The Korean People's Navy operates along both coastlines from major and minor bases. The Korean People's Navy headquarters is in P'yongyang.

West Sea Fleet

The western fleet has approximately 300 ships.
 Pip'a-got: limited operational and logistical support to patrol craft; also home to some submarines
 Sagot (Sagon-ni): home to Squadron 8
 Ch'o-do: small support base and home to Squadron 9 (fast attack craft)
 Tasa-ri: small naval base
 Haeju: major naval base and ship repair facility close to Demarcation Line
 Kwangyang-ni
 Sunwi-do
 Yomju (Yomju-gun)
 Yongwi-do

East Sea Fleet

The eastern fleet has approximately 470 ships.

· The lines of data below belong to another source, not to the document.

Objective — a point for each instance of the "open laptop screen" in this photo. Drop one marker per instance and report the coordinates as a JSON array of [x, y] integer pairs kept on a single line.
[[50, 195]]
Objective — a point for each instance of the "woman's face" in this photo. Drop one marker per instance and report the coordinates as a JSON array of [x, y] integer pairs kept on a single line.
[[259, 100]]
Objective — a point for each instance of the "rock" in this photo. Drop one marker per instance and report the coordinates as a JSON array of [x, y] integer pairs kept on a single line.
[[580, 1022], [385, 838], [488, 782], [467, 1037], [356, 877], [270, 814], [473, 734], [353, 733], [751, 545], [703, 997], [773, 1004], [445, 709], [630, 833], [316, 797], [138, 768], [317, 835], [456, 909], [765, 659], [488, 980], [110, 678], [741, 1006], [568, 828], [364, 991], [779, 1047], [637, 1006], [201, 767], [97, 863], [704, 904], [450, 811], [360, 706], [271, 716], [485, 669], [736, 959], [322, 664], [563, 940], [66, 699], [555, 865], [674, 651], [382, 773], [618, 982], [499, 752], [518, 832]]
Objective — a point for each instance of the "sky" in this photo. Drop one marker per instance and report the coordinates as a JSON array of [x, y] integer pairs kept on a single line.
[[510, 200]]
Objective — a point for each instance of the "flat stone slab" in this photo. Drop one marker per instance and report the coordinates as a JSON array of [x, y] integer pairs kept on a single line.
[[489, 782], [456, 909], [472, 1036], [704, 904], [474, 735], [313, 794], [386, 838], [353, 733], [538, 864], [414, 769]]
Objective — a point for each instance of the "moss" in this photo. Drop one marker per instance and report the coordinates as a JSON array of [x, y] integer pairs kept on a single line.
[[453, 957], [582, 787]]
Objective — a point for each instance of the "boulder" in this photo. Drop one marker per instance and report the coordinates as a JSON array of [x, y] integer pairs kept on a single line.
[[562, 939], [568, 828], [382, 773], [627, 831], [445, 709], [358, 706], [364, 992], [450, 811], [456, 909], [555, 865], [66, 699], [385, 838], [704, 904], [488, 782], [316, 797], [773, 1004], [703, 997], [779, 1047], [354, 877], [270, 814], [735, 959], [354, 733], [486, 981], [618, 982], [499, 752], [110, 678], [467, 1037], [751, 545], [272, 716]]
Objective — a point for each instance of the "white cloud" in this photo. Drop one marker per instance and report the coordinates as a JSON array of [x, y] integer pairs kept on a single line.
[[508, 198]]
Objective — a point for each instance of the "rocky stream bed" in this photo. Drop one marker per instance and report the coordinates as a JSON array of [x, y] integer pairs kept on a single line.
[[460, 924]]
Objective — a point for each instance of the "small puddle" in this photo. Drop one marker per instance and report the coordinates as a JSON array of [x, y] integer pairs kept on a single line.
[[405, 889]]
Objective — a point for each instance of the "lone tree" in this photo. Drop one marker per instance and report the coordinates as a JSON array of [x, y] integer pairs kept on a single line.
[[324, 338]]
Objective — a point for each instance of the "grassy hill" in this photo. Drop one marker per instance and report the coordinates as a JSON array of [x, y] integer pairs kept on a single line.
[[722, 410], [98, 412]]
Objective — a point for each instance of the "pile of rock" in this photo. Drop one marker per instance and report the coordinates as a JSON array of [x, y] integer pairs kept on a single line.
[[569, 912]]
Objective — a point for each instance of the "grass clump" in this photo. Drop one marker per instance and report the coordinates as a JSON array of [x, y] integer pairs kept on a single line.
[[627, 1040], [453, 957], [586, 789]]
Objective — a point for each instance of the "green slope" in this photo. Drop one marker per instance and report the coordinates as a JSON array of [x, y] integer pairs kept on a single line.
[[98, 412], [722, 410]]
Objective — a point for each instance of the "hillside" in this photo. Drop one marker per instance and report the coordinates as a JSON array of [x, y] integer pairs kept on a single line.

 T'oejo-dong: base for patrol boats and 1 frigate
 Wonsan (Munch'on): large maritime complex and HQ for East Fleet
 Ch'aho (Ch'aho-nodongjagu): one of two submarine bases in North Korea
 Ch'angjon: home base for smaller patrol boats
 Mayangdo: operational and logistical support for submarines, anti-submarine craft, and patrol boats; one of 2 submarine bases in North Korea
 Puam-ni: small base for patrol boats and landing craft
 Mugyepo: base for patrol boats, landing craft and frigates
 Rason (Rajin): major naval operations and training centre
 Puam Dong: base for patrol boats and landing craft
 Songjon-Pando: support base for patrol and missile boats; part of the larger Wonsan naval/maritime complex

Some ships are domestically built at the Wonsan and Nampho shipyards. Southern bases on both coasts are used to organize infiltrations into South Korea and Japan.